Probing nanoscale fluctuation of ferromagnetic meta-atoms with a stochastic photonic spin Hall effect

The photonic spin Hall effect, a deep subdiffraction-limited shift between the opposite spin components of light, emerges when light undergoes an evolution of polarization or trajectory that induces the geometric phase. Here, we study a stochastic photonic spin Hall effect arising from space-variant Berry–Zak phases, which are generated by disordered magneto-optical effects. This spin shift is observed from a spatially bounded lattice of ferromagnetic meta-atoms displaying nanoscale disorders. A random variation of the radii of the meta-atoms induces the nanoscale fluctuation. The standard deviation of the probability distribution of the spin shifts is proportional to the fluctuation of the meta-atoms. This enables us to detect a five-nanometre fluctuation by measuring the probability distribution of the spin shifts via weak measurements.
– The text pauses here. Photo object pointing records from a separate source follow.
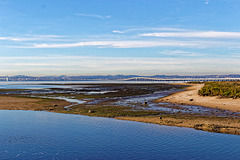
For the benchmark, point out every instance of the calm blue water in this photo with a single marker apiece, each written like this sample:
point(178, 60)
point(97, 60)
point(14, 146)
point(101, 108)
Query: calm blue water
point(43, 135)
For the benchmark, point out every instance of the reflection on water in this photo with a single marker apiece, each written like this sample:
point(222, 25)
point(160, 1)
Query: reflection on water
point(43, 135)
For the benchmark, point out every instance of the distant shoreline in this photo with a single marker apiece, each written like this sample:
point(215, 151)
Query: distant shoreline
point(190, 97)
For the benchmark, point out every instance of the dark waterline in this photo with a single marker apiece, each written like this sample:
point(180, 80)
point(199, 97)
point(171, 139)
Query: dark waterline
point(43, 135)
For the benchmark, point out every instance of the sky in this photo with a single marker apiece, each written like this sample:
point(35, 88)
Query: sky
point(110, 37)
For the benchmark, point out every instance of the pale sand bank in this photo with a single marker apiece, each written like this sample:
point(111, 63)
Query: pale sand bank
point(184, 97)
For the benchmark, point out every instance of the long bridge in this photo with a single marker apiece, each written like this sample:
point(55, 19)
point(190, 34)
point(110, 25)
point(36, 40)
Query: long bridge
point(180, 79)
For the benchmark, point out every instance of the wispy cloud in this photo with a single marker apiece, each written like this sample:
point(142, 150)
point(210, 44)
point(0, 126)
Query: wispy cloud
point(197, 34)
point(30, 38)
point(115, 44)
point(181, 53)
point(147, 29)
point(92, 15)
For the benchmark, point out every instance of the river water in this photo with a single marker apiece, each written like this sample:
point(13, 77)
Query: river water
point(43, 135)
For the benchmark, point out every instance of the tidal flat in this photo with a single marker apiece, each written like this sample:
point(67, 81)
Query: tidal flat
point(135, 102)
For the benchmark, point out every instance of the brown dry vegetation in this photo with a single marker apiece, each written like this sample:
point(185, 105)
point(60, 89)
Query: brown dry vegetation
point(210, 124)
point(191, 97)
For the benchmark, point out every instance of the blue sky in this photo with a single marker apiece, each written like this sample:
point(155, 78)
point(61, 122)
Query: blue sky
point(101, 37)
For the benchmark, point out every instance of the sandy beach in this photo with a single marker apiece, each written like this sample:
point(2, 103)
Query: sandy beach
point(191, 97)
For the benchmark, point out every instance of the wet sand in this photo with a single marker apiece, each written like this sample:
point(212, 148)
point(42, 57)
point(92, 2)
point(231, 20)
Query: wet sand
point(191, 97)
point(21, 103)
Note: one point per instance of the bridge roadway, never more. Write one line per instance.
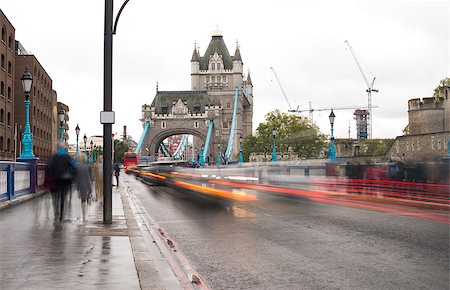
(281, 241)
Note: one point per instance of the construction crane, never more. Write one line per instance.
(311, 110)
(281, 87)
(369, 89)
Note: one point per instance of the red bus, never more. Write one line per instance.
(129, 159)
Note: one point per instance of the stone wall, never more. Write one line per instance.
(419, 147)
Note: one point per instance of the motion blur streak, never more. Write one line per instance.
(271, 188)
(441, 218)
(218, 192)
(386, 195)
(153, 175)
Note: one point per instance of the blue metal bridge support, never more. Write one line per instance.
(229, 150)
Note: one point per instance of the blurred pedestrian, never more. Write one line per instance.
(98, 179)
(61, 172)
(117, 172)
(83, 179)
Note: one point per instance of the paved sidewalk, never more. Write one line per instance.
(36, 254)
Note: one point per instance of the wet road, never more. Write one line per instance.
(36, 254)
(290, 242)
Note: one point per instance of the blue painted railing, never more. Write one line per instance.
(20, 178)
(229, 150)
(144, 134)
(204, 154)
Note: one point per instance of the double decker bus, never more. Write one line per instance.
(129, 159)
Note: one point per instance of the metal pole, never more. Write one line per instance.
(61, 133)
(241, 157)
(107, 106)
(77, 150)
(274, 152)
(332, 153)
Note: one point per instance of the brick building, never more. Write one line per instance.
(41, 97)
(7, 70)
Our approach may be used for sensing deep-subwavelength disorders by actively breaking the photonic spin symmetry and may enable investigations of fluctuation effects in magnetic nanosystems. Magneto-optical interaction of light with magnetic metasurfaces can give rise to the photonic spin Hall effect such that the light trajectory depends on the polarization of the light. For disordered systems, the probability distribution of the spin-dependent trajectories is a sensitive tool to detect random nanoscale variations in the metasurface.